Try and find some of this. I have used it on my 75g tank which had the same problem as yours. 

Take the background off, smear that stuff all over and put it back on. Using something with a flat end and preferably rubber, start from one side of the tank and work your way across and you will find you have got rid of most of the air bubbles.

If you have a magnetic algae scrapper that works well also (just go very slowly)


----------



## thekoimaiden (Oct 19, 2011)

Inga said:


> But how do you get those to stick on the glass? I think it would look much how what I have now looks. Kind of wrinkly.


Hmm. Maybe cut it, flatten it out, and tape it to the top and bottom of the tank. I'm not at home right now, so I can't experiment to see what works best.


----------



## Inga (Jun 8, 2010)

Maxillius said:


> you could always go where they sell textile and pickup something like a peice of cloth that they would cut to the lenght and height you need?


Good idea and worth looking into. Not sure how I could hang that though as it would be heavier then paper. 

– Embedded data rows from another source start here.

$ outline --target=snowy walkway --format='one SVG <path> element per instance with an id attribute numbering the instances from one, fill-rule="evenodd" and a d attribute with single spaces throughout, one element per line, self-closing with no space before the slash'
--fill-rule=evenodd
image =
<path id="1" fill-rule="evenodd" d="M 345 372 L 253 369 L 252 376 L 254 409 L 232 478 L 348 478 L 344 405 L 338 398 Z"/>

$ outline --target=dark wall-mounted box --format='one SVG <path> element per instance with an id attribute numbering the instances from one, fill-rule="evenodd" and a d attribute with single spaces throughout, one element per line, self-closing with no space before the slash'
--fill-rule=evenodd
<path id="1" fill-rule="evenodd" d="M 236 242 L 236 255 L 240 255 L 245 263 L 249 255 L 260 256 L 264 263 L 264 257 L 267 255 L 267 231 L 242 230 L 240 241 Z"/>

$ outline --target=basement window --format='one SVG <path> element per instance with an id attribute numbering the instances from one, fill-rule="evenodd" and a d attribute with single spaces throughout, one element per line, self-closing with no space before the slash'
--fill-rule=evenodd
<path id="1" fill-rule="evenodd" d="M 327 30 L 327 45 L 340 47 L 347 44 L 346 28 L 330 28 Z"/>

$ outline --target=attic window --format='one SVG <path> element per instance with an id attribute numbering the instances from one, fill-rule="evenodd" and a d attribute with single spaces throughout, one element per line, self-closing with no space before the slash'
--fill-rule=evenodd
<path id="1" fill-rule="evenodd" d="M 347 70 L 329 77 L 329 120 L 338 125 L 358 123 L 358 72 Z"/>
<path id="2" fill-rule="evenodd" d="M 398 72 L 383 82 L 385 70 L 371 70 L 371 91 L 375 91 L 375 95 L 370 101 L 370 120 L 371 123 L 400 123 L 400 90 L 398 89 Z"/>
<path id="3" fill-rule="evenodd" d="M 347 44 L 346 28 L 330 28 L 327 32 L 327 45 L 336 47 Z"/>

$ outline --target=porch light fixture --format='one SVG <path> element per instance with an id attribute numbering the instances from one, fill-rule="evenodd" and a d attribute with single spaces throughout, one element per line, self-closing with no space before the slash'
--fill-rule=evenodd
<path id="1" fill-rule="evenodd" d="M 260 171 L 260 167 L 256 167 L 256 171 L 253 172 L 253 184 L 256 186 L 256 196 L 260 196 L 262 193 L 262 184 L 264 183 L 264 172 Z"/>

> Try and find some of this. I have used it on my 75g tank which had the same problem as yours.
> 
> Take the background off, smear that stuff all over and put it back on. Using something with a flat end and preferably rubber, start from one side of the tank and work your way across and you will find you have got rid of most of the air bubbles.
> 
> ...


This is not the same as what I used but it was something like that. It looked great at first but then it started to bubble and now the top part is peeling down. How long has yours been on your tank? I am certainly willing to give it a try again. I had used a credit card to try to flatten it out.


----------



## Tazman (Jan 15, 2012)

I have had it on my 75g for about 2 years and only once really had to re-flatten it. I cleaned the back of the tank and let it dry before adding the background. I also added a small blob of glue to each corner and across the top all the way across the tank. It is usually from slight water splash that the top starts peeling first.

Credit card works as well for application.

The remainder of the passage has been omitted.